LONDON – The prospect of an interest rate increase in the U.K. has gotten pushed back further, possibly even to 2017, to the likely relief of homeowners and grief of savers.
Faced with weak inflation and growing uncertainties in the global economy, the Bank of England’s policy group voted 8-1 on Thursday to keep interest rate at a record low of 0.5 per cent and signalled it could take longer than expected to start raising rates.
The policymakers suggested in a quarterly report that even though Britain has one of the fastest-growing developed economies, inflation might stay lower for longer than expected because of the decline in global growth and a further drop in oil prices. Markets reacted with surprise, with the pound weakening.
Carney underscored that when the bank began raising rates, they increases would be not be abrupt.
“We are in a situation where we have resilient domestic demand and, even in the face of global weakness, we still see the need for gradual interest rate rises to bring inflation back to target,” he told reporters at a news conference.

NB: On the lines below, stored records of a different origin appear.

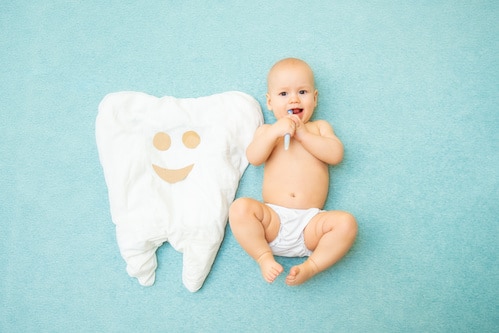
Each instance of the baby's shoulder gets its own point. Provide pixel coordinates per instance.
(319, 125)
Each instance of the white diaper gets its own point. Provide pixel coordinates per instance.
(290, 240)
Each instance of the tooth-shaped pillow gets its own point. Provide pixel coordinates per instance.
(172, 167)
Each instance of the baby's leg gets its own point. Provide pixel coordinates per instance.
(329, 235)
(254, 225)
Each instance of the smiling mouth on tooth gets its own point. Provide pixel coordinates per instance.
(172, 175)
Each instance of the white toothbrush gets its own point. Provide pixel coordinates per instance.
(287, 136)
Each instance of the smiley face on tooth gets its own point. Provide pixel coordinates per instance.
(162, 142)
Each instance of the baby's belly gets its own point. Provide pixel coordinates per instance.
(293, 197)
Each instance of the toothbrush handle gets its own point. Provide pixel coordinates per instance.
(287, 136)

He said it was a “reasonable expectation” that rates may rise at some stage within the next year.
Thursday’s interest rate decision, which came along with minutes and a quarterly forecast on inflation, had been closely watched because Carney had said the end of the year will bring more clarity as to when rates will rise.
“Recent falls in oil and other commodity prices mean that inflation is likely to remain lower than previously expected until late 2017,” the bank said in its quarterly report.
The bank’s Monetary Policy Committee members believe that it was more likely than not that inflation would remain below 1 per cent into the second half of 2016. The bank’s target is for inflation of around 2 per cent.
“Many emerging market economies have slowed markedly and the Committee has downgraded its assessment of their medium-term growth prospects,” the minutes of the meeting showed.
The pound took a beating on the news because a currency tends to weaken when interest rates stay low. It fell a cent against the dollar, to just over 1.53.
“While the MPC continues to signal an inclination towards raising rates, their inflation projections show a bigger overshoot in relation to the 2 per cent target,” said Michael Sawicki, senior economist at Lloyds Bank Commercial Banking.
Bank of England policymaker Ian McCafferty was alone to vote in favour of immediately increasing the key interest rate by a quarter percentage point.
The bank also published its quarterly inflation forecast, which downgraded its growth outlook slightly to around 2.7 per cent for 2015, down from 2.8 per cent. It also cut it for 2016 to 2.5 per cent from 2.7 per cent.